What is the slope of the tangent line of # 3y^2+y/x+x^2/y =C #, where C is an arbitrary constant, at #(2,2)#?

Question

Ezra Adams · Accepted Answer

I got #m = -3/23#

Given: # 3y^2+y/x+x^2/y =C #, and #(2,2)# lies on the graph.

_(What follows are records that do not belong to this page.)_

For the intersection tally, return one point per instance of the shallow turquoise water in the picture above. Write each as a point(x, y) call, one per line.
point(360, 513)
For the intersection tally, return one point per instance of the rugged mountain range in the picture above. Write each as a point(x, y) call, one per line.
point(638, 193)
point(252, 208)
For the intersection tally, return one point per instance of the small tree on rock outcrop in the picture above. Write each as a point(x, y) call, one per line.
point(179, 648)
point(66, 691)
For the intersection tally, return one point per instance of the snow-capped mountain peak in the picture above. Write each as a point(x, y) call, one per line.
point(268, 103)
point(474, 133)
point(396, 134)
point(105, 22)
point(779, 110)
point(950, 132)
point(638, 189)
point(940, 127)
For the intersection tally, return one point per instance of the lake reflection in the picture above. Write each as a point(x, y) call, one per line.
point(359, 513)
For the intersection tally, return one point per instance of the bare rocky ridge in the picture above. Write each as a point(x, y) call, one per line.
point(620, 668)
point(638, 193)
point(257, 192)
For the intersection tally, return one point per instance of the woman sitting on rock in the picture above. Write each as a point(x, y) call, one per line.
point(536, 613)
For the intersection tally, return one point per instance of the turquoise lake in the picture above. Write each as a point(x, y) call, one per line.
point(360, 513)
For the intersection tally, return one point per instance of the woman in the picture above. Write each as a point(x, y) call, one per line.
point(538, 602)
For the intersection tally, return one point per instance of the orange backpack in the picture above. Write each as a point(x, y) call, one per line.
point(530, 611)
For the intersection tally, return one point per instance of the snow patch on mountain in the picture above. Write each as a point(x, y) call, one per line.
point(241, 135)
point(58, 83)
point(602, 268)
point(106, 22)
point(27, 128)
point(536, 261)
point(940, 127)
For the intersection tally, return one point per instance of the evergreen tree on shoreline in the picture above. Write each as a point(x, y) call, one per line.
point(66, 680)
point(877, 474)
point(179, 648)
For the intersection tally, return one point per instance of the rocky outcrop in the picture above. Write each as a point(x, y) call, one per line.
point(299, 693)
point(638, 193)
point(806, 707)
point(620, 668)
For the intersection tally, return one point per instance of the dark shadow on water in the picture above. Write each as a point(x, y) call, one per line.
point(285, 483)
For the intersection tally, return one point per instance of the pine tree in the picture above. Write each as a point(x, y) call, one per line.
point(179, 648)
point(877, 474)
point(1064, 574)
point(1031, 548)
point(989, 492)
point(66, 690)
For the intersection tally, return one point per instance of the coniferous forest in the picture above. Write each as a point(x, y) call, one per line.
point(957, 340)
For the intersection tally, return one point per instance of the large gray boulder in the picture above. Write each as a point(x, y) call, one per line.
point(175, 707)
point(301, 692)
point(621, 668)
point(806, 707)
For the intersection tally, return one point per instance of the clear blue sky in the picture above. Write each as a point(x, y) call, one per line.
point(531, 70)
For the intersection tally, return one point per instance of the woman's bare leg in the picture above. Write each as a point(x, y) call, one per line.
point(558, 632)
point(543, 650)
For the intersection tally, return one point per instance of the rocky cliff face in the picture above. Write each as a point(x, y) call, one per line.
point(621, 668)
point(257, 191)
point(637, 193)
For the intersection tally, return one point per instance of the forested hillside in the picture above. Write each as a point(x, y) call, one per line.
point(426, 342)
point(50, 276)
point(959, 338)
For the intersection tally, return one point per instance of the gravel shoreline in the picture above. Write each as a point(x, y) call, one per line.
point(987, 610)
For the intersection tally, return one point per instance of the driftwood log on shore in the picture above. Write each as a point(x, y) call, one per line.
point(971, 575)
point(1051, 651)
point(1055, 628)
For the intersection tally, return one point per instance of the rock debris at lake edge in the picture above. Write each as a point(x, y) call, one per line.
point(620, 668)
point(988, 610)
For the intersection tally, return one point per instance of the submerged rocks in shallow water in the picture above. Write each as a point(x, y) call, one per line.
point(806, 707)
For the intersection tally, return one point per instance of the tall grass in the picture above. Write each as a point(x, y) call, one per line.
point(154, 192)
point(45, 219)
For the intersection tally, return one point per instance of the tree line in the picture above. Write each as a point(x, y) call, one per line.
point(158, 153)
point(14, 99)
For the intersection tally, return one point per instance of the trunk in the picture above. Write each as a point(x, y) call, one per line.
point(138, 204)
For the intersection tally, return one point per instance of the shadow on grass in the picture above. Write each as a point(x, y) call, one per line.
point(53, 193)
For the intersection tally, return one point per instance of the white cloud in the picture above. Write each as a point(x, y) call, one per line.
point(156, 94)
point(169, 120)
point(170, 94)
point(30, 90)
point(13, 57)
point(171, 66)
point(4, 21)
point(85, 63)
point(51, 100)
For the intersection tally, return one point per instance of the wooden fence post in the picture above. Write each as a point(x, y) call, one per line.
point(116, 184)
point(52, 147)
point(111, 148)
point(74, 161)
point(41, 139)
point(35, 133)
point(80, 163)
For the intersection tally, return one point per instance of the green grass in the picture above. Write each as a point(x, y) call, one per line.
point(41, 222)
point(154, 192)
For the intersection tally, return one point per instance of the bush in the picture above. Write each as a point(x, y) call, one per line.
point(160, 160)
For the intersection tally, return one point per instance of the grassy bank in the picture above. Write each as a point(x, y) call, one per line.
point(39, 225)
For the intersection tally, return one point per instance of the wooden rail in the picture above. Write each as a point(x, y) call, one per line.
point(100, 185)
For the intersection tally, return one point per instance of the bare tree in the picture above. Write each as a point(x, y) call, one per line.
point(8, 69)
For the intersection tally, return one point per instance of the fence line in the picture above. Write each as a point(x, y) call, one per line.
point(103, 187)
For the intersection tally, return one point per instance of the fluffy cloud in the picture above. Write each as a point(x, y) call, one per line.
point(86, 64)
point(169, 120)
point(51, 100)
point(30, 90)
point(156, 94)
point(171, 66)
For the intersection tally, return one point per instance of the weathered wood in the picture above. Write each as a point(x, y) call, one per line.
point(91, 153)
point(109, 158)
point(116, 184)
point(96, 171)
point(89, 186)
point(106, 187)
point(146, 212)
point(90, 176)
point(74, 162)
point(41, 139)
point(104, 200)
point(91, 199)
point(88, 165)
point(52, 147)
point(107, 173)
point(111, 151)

Find: the slope of the tangent line to the graph at the point #(2,2)#.

Solution:

#C = 3(2)^2+2/2+(2)^2/2 = 15#

So # 3y^2+y/x+x^2/y =15 #,

and #3xy^3+y^2+x^3 = 15xy#.

Differentiating with respect to #x# yields,

#3y^3+9xy^2 dy/dx + 2y dy/dx + 3x^2 = 15y+15x dy/dx#.

Therefore,

#(9xy^2 + 2y - 15x) dy/dx = 15y-3y^3- 3x^2#.

And, so,

#(9(2)(2)^2 + 2(2) - 15(2)) dy/dx = 15(2)-3(2)^3- 3(2)^2#.

#dy/dx = (30-24-12)/(72+4-30) = -6/46 = -3/23#

Isaiah Allen · Answer

#dy/dx=-3/23#

This can also be done without evaluating the constant and using quotient rule:

#6ydy/dx+(dy/dx(x)-y)/x^2+(2xy-dy/dx(x^2))/y^2=0#

Plug in the point #(2,2)# and solve for #dy/dx#.

#12dy/dx+(2dy/dx-2)/4+(8-4dy/dx)/4=0#
#48dy/dx+2dy/dx-2+8-4dy/dx=0#
#46dy/dx=-6#
#dy/dx=-3/23#

Emilia Aguilar · Answer

undefined The slope of the tangent line of the curve $3y^2 + \frac{y}{x} + \frac{x^2}{y} = C$ at the point (2,2) can be found by first finding the derivative of the curve with respect to $x$, then evaluating it at the given point.

Given curve: $3y^2 + \frac{y}{x} + \frac{x^2}{y} = C$

Taking the derivative of the curve with respect to $x$, we get:

$$6yy' + \frac{-y}{x^2} + \frac{2x}{y}y' - \frac{x^2}{y^2}y' = 0$$

$$6yy' + \frac{-y^2 + 2x^2}{xy}y' - \frac{x^2}{y^2}y' = 0$$

$$6yy' + \frac{-y^3 + 2x^2y}{xy^2} - \frac{x^2}{y^2}y' = 0$$

$$6yy' + \frac{-y^3 + 2x^2y - x^2y'}{xy^2} = 0$$

$$y'(6y - \frac{x^2}{y^2}) = \frac{y^3 - 2x^2y}{xy^2}$$

$$y' = \frac{xy^2}{6y - \frac{x^2}{y^2}} $$

Now, substituting $x = 2$ and $y = 2$ into the equation, we get:

$$y' = \frac{2 \cdot 2^2}{6 \cdot 2 - \frac{2^2}{2^2}} = \frac{8}{12 - 1} = \frac{8}{11}$$

Therefore, the slope of the tangent line of the curve at the point (2,2) is $\frac{8}{11}$.